With a heavy frown, Blaise plugged the miniature radio into his ear and tested it. “I don’t know why I can’t just push thoughts.”
“I like having a back up.” I got out and stretched, checked my watch and nodded. “It’s time.”
Before we reached Jimmy’s apartment, I spotted a man fitting his description on the other side of the street, heading away from where we were standing. He disappeared around a corner.
“You take the next street over. Don’t lose him.” I took off at a controlled jog, eager to close the distance before I lost the werewolf.
I slipped through the streets, dodging yellowed streetlights and hugging the shadows of buildings as I ran a parallel course from my target, one street over. “You have Jimmy?” I whispered into my headset.
Yeah. Blaise’s warm tones invaded my head sans the headset, sending shivers of awareness across my skin. Twenty yards ahead, moving slowly.
Pushing aside the toe-curling lust his voice induced, I focused on the task at hand. “Stay far enough back he doesn’t get wind of you.”
One of Manhattan’s young werewolves, Jimmy Raggio, had better olfactory nerves than I did and could smell a demon within a fifty-foot radius. Farther, if the wind was blowing his way. Although, this kid’s senses might be dulled by the amount of drugs he’d been snorting or shooting. His habit had pushed him over the line into selling to support his drug needs.
That’s where Blaise and I came in. When otherkin ran amuck, we were called in to clean up the mess. Tracking Jimmy to his source should be a slam dunk. Nab Jimmy, nab his contact and we’d have two less scumbags trashing the New York City underworld.
A month ago, I’d have laughed in anyone’s face who tried to tell me creatures that weren’t human roamed our city streets.
All that had changed in a matter of days, when NYPD recruited me to their special taskforce—the Paranormal Investigative Team—lovingly referred to as the PIT crew.
He just turned into an alley, headed back your way. Blaise’s thoughts cut through my musings.
The alley I assumed he was referring to loomed half a block ahead of me like a dark maw, the streetlights barely penetrating the entrance. I held back, ducked behind a huge trash bin and waited, giving the young werewolf time to emerge. As I crouched there, the stench from the trash overpowered my senses.
A really long minute went by.
“See him?” Blaise asked.
“No.” I gave it another half of a minute and left my hiding place and the smell, moving toward the alley entrance. I eased the night vision goggles over my eyes, careful not to look back and be blinded by the streetlight a block behind me. Werewolves and some demons, like my partner, could see at night. Humans, not so much.
I paused at the corner of the building, my Glock drawn, thumbing off the safety switch.
Voices echoed off the brick walls, the actual words garbled by distance.
Squatting low, I peeked around the corner. Through my night vision goggles, three figures appeared in the alley, two standing, one carrying a limp form, glowing just as green as the others. A warm body, possibly alive for now.
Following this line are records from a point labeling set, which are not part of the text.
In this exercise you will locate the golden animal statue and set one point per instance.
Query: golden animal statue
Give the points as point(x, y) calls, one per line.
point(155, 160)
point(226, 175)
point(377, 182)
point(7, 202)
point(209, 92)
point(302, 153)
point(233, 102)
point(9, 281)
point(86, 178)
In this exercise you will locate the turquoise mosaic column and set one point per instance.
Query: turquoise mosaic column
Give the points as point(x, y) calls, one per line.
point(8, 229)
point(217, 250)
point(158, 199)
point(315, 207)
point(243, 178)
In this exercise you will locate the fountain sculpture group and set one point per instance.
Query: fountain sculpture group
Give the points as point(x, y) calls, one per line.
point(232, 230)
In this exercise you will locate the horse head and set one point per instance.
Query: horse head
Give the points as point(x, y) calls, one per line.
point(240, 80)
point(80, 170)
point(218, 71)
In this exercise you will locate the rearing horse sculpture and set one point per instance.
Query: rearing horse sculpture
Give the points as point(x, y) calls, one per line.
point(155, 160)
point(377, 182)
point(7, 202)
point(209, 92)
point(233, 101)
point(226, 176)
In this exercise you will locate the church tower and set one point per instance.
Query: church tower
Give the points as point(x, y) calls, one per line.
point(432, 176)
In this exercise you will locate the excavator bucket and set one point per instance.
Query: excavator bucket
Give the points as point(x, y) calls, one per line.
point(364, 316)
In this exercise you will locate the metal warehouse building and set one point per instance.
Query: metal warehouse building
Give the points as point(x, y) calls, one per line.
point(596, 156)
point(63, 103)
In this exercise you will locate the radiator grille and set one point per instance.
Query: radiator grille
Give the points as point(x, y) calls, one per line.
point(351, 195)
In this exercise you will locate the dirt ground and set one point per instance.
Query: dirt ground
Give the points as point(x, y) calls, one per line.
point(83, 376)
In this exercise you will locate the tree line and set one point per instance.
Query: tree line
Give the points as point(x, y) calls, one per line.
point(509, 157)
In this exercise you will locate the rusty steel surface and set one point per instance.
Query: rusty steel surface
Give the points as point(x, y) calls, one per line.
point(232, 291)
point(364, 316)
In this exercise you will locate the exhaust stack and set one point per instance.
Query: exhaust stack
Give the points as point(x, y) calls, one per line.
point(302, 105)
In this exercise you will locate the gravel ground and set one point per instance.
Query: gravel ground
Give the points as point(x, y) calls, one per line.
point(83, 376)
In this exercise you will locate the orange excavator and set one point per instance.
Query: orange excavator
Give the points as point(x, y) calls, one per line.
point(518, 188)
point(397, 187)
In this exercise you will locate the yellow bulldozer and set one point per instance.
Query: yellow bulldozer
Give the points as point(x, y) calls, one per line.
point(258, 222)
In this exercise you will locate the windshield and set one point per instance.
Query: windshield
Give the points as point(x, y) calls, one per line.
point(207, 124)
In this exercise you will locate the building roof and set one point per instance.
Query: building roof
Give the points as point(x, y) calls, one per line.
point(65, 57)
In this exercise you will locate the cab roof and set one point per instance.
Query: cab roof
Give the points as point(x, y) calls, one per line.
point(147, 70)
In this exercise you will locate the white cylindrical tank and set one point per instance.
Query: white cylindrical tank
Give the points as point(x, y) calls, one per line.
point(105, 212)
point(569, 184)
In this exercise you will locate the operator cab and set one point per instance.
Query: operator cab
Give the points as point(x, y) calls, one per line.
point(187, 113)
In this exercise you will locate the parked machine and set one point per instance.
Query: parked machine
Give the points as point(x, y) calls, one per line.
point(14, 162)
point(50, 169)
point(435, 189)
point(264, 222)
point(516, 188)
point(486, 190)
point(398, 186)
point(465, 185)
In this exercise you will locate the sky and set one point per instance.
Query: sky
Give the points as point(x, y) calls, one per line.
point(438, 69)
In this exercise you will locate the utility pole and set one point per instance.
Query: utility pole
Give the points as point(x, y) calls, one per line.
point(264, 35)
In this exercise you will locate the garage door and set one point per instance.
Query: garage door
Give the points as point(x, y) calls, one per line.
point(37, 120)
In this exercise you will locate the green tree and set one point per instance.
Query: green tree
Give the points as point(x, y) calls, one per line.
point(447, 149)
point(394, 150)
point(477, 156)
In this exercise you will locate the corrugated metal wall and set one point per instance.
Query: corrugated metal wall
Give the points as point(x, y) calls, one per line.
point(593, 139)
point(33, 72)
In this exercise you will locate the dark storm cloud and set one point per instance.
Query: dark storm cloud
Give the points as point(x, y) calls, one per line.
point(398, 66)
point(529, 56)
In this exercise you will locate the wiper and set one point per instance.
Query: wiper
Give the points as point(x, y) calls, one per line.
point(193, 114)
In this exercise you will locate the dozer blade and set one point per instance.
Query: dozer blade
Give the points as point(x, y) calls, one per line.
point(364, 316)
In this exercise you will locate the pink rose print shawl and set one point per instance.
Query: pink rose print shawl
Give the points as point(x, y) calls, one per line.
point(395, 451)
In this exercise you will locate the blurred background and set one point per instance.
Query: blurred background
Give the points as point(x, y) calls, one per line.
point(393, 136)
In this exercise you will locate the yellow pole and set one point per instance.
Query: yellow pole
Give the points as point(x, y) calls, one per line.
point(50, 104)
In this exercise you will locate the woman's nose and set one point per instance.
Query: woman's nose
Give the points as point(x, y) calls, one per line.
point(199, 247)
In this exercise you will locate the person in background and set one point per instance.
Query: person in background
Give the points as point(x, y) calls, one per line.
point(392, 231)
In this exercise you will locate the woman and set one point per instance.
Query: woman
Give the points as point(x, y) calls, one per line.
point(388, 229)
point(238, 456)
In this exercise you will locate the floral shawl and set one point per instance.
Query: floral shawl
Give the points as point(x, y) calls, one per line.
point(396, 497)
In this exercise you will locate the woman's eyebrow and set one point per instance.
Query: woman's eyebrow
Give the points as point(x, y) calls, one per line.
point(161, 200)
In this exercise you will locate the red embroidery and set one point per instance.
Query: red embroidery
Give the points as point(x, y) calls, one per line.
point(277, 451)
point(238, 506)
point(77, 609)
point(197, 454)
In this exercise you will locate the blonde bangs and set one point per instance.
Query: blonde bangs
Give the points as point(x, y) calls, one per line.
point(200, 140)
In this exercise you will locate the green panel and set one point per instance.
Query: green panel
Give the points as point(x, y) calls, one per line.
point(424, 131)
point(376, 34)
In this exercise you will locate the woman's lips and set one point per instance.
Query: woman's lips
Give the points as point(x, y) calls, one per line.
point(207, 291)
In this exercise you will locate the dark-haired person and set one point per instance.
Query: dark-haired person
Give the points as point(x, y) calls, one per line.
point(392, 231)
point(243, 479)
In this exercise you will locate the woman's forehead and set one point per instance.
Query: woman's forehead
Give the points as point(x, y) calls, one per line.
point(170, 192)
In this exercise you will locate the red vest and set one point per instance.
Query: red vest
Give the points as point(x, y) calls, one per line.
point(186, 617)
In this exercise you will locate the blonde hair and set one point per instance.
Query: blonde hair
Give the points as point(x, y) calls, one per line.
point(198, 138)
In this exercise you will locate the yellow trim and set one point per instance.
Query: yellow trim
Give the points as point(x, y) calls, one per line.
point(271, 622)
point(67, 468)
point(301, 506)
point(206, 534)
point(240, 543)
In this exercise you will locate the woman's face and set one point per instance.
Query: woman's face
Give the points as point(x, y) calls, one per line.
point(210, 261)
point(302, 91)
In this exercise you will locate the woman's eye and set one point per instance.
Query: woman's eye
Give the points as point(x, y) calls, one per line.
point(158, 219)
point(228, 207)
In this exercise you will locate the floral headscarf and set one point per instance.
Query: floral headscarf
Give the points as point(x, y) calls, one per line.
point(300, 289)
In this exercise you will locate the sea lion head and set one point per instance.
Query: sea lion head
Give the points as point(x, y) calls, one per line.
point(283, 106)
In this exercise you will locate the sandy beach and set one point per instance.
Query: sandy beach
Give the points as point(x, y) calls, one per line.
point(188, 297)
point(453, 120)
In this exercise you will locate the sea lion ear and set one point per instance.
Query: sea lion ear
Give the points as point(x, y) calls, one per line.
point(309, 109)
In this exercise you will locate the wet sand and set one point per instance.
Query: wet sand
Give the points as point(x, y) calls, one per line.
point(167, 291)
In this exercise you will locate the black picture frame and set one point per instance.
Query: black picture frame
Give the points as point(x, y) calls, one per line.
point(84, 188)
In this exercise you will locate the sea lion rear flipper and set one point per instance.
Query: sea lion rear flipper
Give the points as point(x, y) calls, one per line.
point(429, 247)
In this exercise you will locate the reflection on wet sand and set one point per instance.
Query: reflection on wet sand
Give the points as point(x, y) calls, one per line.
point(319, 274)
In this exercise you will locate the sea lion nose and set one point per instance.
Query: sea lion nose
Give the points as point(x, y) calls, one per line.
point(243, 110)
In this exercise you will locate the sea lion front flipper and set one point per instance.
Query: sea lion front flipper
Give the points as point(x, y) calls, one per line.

Damn. A simple drug run was turning into more.
The green glowing figures stepped toward her, their voices low, intense, as if they were arguing in whispers.
Don’t move on them until I get around to where you are, Blaise warned me.
I slipped back around the side of the building, pushing the goggles to the top of my head. “They’re heading my way. Don’t try to come up behind them. The wind’s coming from that direction.”
“Hide and wait.”
As quickly as I could, I moved half a block back to the trash bin, sliding between it and the building.
As footsteps clumped toward the alley entrance, I could make out their words.
“If ya know what’s good for ya, you’ll ditch the bitch.”
“Can’t. She’s my cousin. My ma’ll kill me if I leave her there.”
“When Nic finds out you took her, he’ll do the job and make it hurt as you go down. He likes to make examples of anyone else who takes what’s his.”
“He wasn’t there when I took her.”
“That demon has eyes and ears everywhere. He’ll know.”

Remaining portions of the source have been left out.